Se suele emplear en rituales vudú como una alternativa curativa o terapéutica.

El oligarca ruso, Alexander Subbotin, exgerente de la compañía energética de Rusia Lukoil, ha sido encontrado muerto en la vivienda de un chamán en Moscú. Subbotin podría haber consumido veneno de sapo bufo durante un ritual chamánico, aunque la Policía ha abierto una investigación al respecto y no ha confirmado todavía ninguna causa.

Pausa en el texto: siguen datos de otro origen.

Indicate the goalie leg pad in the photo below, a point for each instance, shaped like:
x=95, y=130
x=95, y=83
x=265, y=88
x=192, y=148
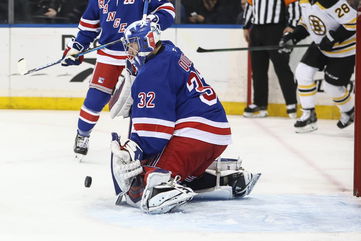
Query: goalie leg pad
x=162, y=194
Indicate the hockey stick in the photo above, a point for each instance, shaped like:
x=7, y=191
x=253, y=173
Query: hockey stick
x=22, y=64
x=256, y=48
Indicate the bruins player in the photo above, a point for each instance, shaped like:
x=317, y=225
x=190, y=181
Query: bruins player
x=332, y=26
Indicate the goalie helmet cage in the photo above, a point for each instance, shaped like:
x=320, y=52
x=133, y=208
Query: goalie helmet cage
x=357, y=141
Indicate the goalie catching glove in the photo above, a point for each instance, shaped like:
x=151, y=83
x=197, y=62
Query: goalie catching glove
x=73, y=48
x=125, y=163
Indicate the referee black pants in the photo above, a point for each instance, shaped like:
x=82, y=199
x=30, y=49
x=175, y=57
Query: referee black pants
x=263, y=35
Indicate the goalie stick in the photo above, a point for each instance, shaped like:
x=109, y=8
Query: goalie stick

El sapo común (bufo) es un anfibio anuro que pertenece a la familia Bufonidae, y que se suele emplear en rituales vudú como una alternativa curativa o terapéutica. El año pasado, el exactor porno, Nacho Vidal, fue detenido por su implicación en un homicidio imprudente tras la celebración de un ritual místico que se basaba en inhalar vapores de veneno de sapo.

Fue puesto en libertad, aunque en un vídeo explicó su experiencia con este veneno de sapo, que conoció por un amigo que había sufrido problemas de drogadicción y que se había recuperado. Nacho Vidal defendía su uso para curar “las adicciones y los apegos”.

¿Cuáles son sus efectos?

Pero, ¿para qué sirve y qué efectos puede provocar? El veneno de este anfibio, utilizado en prácticas ancestrales, es una potente droga alucinógena que puede provocar un estado de alteración de la conciencia y que habitualmente se emplea como alternativa para el tratamiento de adicciones o trastornos como la depresión.

No obstante, su consumo es realmente peligroso y potencialmente mortal. Puede tener efectos como alucinaciones, alteraciones físicas, psíquicas, taquicardias o pérdida del conocimiento, hasta la muerte. 

La sustancia es tan tóxica y peligrosa que está considerada sustancia controlada de tipo 1 (las más penadas y vigiladas) por la DEA, la agencia antidroga de Estados Unidos.